Blue-chip companies are laying the foundations for a better future by open-sourcing their projects. Open-source projects are the backbone of the technology ecosystem to quickly advance the developments with the support of a wide range of practitioners, researchers, and tech enthusiasts.
Organisations like Google, OpenAI, Facebook, IBM, Amazon, Microsoft, and others are the leaders in oper-sourcing projects to democratise technology. Such initiatives are not only assisting developers in learning and contributing to new technologies but also enabling firms in achieving a faster time to market for their products.
Here is the list of few recent and exciting open-source projects from these tech giants:
Cardboard: In yet another contribution to the community, Google on Wednesday open-sources its low-cost phone-based VR experience. This announcement comes after a few weeks when Google decided to stop its Daydreamer VR initiative. Although the company noted that they witnessed a decline in usage of Cardboard, there are communities where it is still consistently used.
With Cardboard, developers can improvise and make bespoke solutions to create an immersive experience on both Android and iOS platform. The repository has enclosed APIs such as for head tracking, lens distortion rendering, and input handling along with Android QR library. The QR will enable users to connect with applications without Cardboard application.
OpenTitan: Google on Tuesday had also released a reliable secure RoT chip, a silicon root of trust project. The OpenTitan chip checks the system boot securely from a trustworthy code. This will fortify any unreliable source to breach the system. The chip can be utilised in data centre servers, laptops, and peripherals.

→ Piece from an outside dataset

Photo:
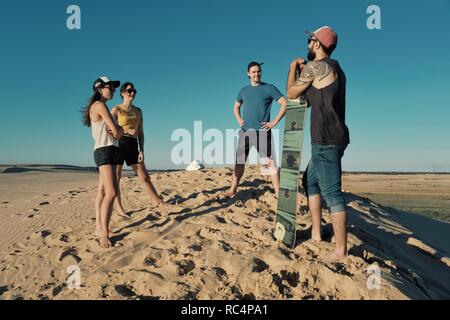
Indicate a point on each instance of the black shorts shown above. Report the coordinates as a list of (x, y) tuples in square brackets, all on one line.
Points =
[(129, 152), (107, 156), (260, 139)]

The company believes in integrating security right from the foundation of any system.
The organisation along with its partners opened up the chip design to help other chip and cybersecurity landscape alike. Here is the link to the repository.
Hydra: Facebook open-sources a lightweight framework to assist in developing Python applications intuitively. Hydra streamlines the management of code such that developers do not need to reconfigure the entire code while adding new functionalities. This expedites the development of complex applications that require frequent changes.
The framework was released on Sunday to open up the environment to further ameliorate the solution.
Detectron2: While Detectron was released in 2018, it has gained popularity among developers due to its numerous use cases. But with Detectron2, Facebook further aims to improve the object detection library.
The PyTorch-based computer vision library will now allow developers to quickly train on single or multiple GPU servers. The firm envisions that the new rewritten Detectron2 will empower researchers and IT professionals improvise and mitigate various problems in attaining a complete AI ecosystem.
GPT-2: OpenAI eventually, released the full unsupervised language model on Tuesday. The firm initially released a smaller model, citing potential misused of the technology. However, with the full release now developers can further enhance the model by contributing to the open-source project.
The model can be the game-changer in the synthetic text generations landscape. The company has demonstrated the GPT-2’s capability with examples whose results were significant.
Spleeter: A source separator algorithm that splits sounds originated from different sources. For instance, one can take feed music and the model will return separate audio generated from various musical instruments and the singers.
The TensorFlow-based library addressed one of the longest standing predicaments in the music research landscape. It can be further be extended and used for mitigating the challenges around audio transcription and other real-world challenges.
Since its release on Monday, it has been one of the top trending GitHub repositories.